Don’t miss the Imperial Brunch. Each Sunday, hotel guests and the city’s high society gather to raise glasses of sparkling wine and tuck into a multinational buffet that stretches over 30m and lasts late into the afternoon. Vodka served in an ice sculpture feels especially louche.
How about lunch and dinner?
First opened in 1905, L’Europe is Russia’s oldest continually serving restaurant and a hotspot for those who like to see, to be seen and to eat. Try its signature “Egg in Egg” – a shell filled with truffled scrambled egg topped with caviar – and beef stroganoff made to a recipe passed to the hotel’s kitchen from the Stroganov family, whose baroque palace is just down the street. Make the most of the experience by dining here on Tchaikovsky Night (every Friday evening) when candlelit meals are accompanied by a live chamber orchestra, opera arias and ballet dancers performing Swan Lake’s White Adagio.

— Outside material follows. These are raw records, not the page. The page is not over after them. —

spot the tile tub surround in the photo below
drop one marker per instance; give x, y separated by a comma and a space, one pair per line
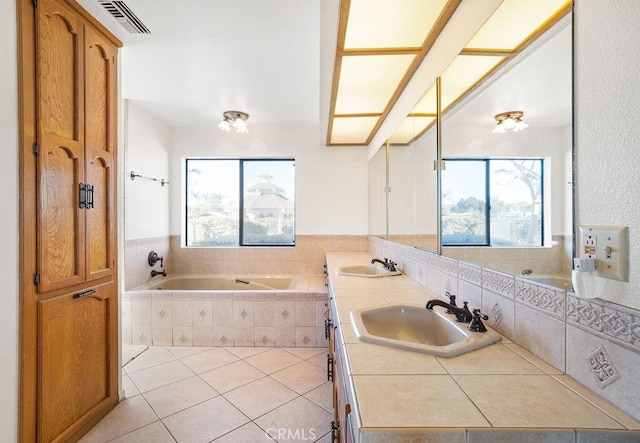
501, 393
226, 318
565, 331
306, 257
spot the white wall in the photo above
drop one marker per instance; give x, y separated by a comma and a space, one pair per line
331, 183
607, 87
147, 143
9, 225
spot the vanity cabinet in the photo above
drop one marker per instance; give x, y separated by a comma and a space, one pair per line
340, 426
69, 275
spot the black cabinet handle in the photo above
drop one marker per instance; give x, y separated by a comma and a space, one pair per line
89, 196
84, 293
82, 196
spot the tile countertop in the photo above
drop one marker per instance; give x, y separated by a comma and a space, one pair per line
500, 393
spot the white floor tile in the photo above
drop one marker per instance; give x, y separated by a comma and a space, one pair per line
205, 421
131, 414
175, 397
153, 356
207, 394
232, 376
260, 396
160, 375
153, 433
208, 360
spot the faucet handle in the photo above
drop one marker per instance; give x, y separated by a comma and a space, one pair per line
452, 298
476, 324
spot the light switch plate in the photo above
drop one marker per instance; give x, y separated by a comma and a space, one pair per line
609, 246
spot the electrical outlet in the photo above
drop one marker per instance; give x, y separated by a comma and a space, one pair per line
609, 246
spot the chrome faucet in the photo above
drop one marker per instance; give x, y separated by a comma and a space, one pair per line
389, 264
462, 314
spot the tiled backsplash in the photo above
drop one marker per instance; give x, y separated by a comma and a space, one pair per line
233, 318
595, 342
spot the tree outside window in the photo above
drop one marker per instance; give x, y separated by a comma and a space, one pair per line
495, 202
240, 202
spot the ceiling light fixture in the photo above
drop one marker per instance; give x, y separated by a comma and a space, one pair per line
235, 119
511, 120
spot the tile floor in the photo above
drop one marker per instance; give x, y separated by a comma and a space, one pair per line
224, 395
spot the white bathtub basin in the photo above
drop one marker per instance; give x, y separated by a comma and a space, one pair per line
416, 328
366, 271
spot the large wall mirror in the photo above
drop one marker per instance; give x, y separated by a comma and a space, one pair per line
507, 196
523, 177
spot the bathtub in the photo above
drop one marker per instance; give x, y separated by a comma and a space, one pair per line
232, 283
227, 310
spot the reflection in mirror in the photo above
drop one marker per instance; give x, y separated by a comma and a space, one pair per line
377, 173
401, 196
425, 183
523, 231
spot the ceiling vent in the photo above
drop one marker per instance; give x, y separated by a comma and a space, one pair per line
121, 12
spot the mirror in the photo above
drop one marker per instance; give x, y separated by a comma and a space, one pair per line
537, 82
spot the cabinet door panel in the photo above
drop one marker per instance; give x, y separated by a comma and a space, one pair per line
75, 379
99, 222
60, 222
58, 43
100, 74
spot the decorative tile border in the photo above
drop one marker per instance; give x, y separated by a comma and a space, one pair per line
470, 273
601, 366
608, 321
499, 282
547, 298
449, 265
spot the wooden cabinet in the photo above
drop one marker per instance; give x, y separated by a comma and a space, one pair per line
69, 285
76, 83
340, 426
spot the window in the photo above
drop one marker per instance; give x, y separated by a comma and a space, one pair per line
240, 202
492, 202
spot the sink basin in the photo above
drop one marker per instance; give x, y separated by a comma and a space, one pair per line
416, 328
366, 271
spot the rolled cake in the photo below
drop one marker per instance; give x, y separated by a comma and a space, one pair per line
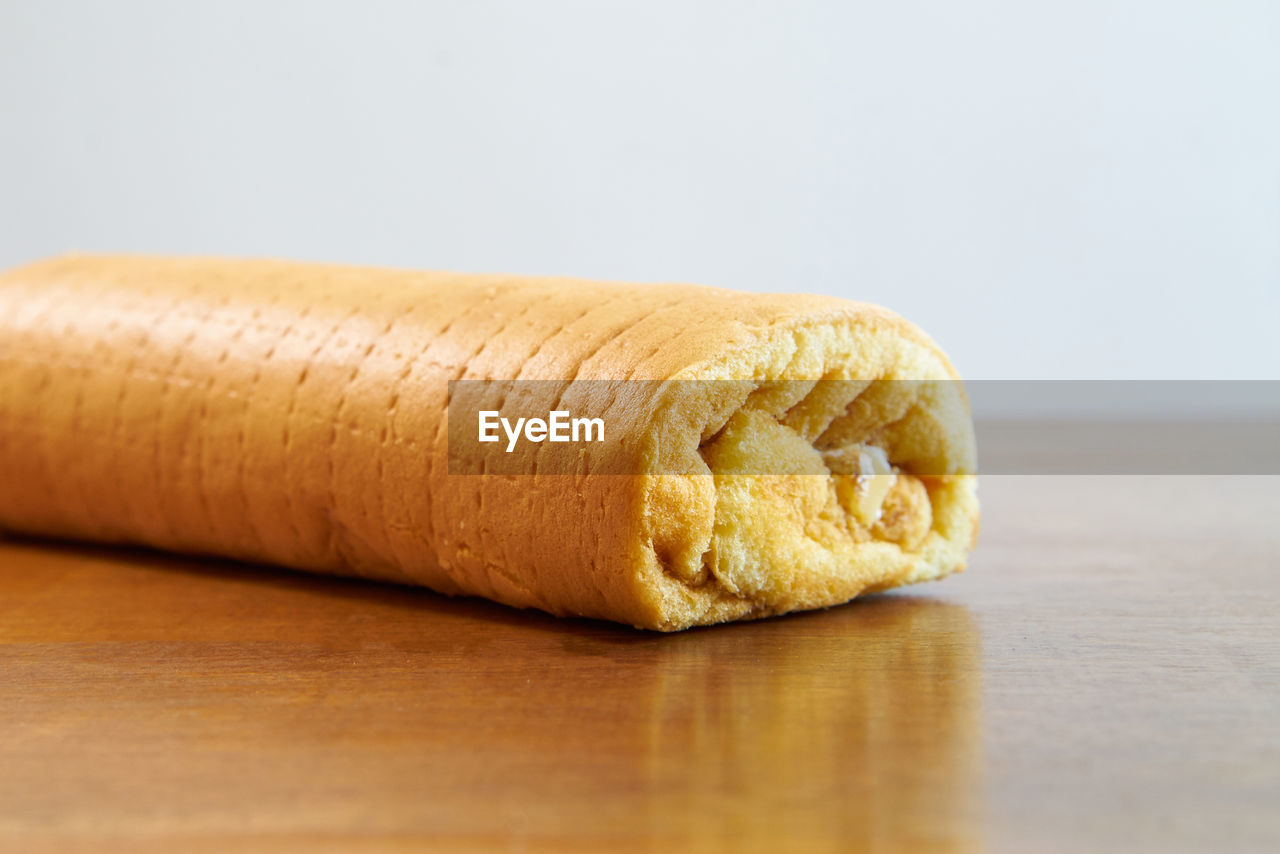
771, 452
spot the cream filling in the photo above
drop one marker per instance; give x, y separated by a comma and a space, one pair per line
786, 510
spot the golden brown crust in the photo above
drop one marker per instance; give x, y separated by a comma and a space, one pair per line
295, 414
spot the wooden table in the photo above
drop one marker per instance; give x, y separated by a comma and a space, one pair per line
1106, 677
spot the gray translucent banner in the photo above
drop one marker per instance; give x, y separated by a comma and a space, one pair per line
927, 428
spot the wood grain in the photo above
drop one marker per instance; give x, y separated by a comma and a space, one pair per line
1105, 677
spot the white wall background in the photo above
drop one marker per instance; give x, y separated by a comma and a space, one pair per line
1054, 190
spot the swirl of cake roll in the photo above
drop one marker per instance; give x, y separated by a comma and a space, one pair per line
659, 455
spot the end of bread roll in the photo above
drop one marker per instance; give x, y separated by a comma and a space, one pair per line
878, 487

There are several less formal – but no less decadent – dining options. Get a taste of Russia in the Caviar Bar & Restaurant, where 15 varieties of the “black gold” are accompanied by 35 vodkas and a range of house-infused liqueurs. The city’s only dedicated vodka sommelier will give you the lowdown on the etiquette and history of each delicacy.

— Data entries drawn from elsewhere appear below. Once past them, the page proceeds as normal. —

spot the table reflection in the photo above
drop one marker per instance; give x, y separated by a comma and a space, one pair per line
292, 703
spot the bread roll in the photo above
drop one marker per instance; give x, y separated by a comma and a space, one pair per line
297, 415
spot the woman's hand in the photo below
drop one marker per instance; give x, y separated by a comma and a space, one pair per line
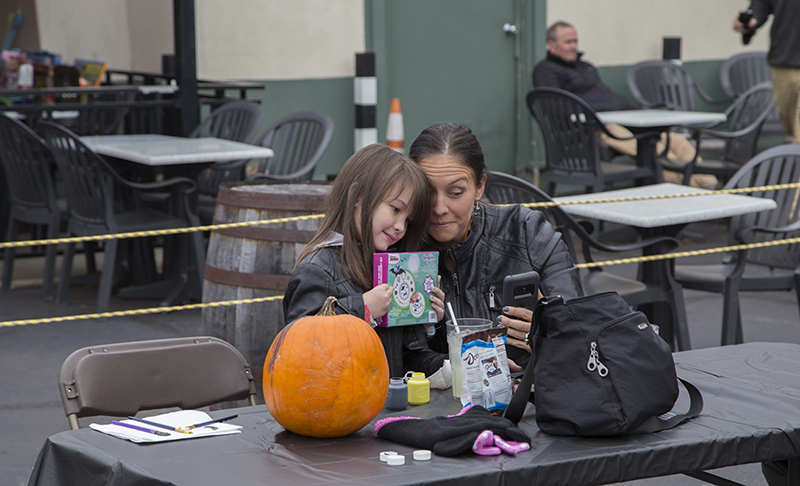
377, 300
518, 322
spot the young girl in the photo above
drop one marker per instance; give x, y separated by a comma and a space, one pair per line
379, 200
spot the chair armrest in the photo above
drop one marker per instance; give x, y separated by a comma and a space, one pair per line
152, 186
671, 243
746, 234
651, 133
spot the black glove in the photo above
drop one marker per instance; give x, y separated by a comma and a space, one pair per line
455, 434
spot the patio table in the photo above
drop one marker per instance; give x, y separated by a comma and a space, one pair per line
751, 393
185, 157
656, 122
663, 217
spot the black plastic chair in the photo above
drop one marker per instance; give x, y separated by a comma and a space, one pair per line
665, 85
506, 189
741, 72
120, 379
745, 118
760, 269
299, 140
237, 121
573, 147
27, 163
101, 202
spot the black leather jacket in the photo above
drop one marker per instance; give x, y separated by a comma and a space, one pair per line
504, 240
320, 276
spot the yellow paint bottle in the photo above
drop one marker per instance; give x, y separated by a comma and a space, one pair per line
419, 389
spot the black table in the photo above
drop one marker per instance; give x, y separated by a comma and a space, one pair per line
751, 414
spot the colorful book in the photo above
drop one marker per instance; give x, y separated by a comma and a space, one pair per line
413, 276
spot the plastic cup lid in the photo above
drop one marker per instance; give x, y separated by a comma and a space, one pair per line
422, 455
386, 454
396, 460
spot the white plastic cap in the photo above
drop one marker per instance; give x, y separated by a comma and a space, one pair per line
386, 454
422, 455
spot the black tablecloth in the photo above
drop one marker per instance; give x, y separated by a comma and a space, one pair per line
751, 414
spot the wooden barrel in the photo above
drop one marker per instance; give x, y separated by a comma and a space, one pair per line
256, 261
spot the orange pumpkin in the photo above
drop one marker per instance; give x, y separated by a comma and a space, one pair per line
326, 375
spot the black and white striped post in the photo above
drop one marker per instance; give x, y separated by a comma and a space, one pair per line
366, 100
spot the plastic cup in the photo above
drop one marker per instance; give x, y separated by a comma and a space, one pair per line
466, 327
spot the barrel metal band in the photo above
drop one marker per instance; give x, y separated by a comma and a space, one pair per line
253, 200
267, 234
264, 281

In the glass-roofed Mezzanine Café, take Russian afternoon tea – think: miniature pirozhki and (yet more) caviar – surrounded by an indoor terrace garden. For something altogether different, embark on a culinary romp across the Far East in AZIA.
Is there a bar?
Open 24 hours a day, the hotel’s magnificent art nouveau Lobby Bar is a protected historical and cultural landmark. Park yourself by the green-tiled fireplace and drink in the refrains of live jazz and blues well into the small hours. In the cold Baltic winter, one of the bar’s smoked cocktails goes down especially well.

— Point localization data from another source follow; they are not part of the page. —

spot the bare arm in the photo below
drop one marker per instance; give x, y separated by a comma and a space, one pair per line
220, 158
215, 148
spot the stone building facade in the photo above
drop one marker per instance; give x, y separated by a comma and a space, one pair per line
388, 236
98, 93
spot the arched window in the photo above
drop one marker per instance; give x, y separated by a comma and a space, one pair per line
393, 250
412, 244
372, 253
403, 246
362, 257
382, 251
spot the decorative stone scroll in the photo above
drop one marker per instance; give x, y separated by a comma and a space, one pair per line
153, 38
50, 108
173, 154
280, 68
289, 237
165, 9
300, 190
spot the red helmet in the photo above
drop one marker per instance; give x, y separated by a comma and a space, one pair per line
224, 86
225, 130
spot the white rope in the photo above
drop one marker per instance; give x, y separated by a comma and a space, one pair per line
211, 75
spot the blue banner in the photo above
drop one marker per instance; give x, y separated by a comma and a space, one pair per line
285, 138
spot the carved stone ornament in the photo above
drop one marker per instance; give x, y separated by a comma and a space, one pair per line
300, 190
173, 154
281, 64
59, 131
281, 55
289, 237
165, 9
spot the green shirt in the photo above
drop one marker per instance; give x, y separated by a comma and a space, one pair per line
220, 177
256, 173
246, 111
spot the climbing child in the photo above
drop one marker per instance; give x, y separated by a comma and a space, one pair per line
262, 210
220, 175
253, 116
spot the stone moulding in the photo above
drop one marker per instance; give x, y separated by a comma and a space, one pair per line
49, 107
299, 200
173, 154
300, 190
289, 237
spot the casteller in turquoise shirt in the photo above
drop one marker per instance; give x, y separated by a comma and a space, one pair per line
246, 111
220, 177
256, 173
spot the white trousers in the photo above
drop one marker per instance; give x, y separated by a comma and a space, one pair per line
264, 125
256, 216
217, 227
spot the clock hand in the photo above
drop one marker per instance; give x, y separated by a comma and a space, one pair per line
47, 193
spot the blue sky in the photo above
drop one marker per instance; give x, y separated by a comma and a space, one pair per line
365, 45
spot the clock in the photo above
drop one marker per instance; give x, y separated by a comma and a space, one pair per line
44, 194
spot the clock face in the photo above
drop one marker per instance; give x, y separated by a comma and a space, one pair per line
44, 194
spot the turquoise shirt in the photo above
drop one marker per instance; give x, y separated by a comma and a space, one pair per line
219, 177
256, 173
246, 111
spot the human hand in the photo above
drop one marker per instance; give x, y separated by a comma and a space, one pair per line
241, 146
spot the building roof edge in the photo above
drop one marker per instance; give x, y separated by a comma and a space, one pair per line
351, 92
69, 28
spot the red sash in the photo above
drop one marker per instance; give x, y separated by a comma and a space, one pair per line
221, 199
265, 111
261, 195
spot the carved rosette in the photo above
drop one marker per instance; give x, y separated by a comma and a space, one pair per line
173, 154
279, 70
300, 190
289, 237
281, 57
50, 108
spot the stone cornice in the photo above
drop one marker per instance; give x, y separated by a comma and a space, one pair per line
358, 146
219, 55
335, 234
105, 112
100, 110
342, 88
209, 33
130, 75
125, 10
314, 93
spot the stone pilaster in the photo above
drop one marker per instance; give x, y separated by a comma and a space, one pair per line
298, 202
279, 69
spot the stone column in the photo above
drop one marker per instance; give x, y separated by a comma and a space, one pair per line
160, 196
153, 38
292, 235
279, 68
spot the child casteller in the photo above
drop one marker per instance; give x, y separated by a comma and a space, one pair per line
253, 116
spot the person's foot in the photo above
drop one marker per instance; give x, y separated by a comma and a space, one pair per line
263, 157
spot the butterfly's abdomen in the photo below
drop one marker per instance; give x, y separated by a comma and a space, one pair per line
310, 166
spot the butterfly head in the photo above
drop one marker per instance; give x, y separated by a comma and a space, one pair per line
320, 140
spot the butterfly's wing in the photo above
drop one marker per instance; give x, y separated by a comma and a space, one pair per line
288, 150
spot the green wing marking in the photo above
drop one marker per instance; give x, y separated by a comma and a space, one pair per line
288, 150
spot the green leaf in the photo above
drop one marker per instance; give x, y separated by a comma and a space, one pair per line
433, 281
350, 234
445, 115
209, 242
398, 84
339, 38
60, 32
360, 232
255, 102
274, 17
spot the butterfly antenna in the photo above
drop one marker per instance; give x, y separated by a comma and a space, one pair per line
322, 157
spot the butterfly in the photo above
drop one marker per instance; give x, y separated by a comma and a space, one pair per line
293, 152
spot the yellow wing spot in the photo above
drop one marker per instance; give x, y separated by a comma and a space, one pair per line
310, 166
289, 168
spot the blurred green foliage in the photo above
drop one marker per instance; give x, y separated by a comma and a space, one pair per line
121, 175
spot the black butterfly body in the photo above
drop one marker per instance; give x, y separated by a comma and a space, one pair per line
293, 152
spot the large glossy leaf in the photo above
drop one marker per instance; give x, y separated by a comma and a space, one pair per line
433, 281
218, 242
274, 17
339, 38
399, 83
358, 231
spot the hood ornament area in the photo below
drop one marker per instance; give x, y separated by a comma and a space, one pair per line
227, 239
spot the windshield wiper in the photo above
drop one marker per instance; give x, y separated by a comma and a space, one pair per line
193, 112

For all its turn-of-the-century charm, Belmond Grand Hotel Europe has plenty of modern luxuries too. The Health Club is kitted out with state-of-the-art cardiovascular and resistance training machines, a sauna and plunge pool, as well as offering yoga classes. Workout done, head to the Carita Beauty Salon where treatments include massages, manicures and hairdressing. Upmarket boutiques populate the ground-floor shopping gallery, selling fine jewellery, perfumes and the like. The hotel’s homemade chocolates are deliciously rich – as are most things here.
The hotel has one adapted room and all areas of the hotel are wheelchair accessible.
On the hunt for a venue? The Krysha Ballroom designed by Fyodor Lidval would make a sparkling backdrop for celebrations.
Things I should know…
The hotel serves as a launchpad to St Petersburg, whether visiting during the white nights of summer or winter’s white days. In-house experts lead excursions so that you can make the most of the city. Find out how 3,500-year-old Egyptian sphinxes arrived here as part of a walking tour or, between May and October, island hop on a boat trip that threads along the city’s canals. Come evening, enjoy world-class opera and ballet from Belmond Grand Hotel Europe’s private box at the Mikhailovsky Theatre – they’re the best seats in the house.
Within a short walk I can find…
The hotel sits on St Petersburg’s main artery, Nevsky Prospect, on which shops and restaurants rub shoulders with ornate churches and awe-inspiring palaces. The Winter Palace and the Hermitage Museum, the State Russian Museum and the Church of the Savior on Blood are all within a pleasant stroll.
Built on swampland, St Petersburg – the “Venice of the North” – runs on a network of canals crossed by 342 bridges. As part of a Disneyland-esque spectacle, nine of the bridges are raised each night around midnight to let ships pass. It’s well worth skipping a little shut-eye and taking the 15-minute drive to Alexander Nevsky Bridge to watch.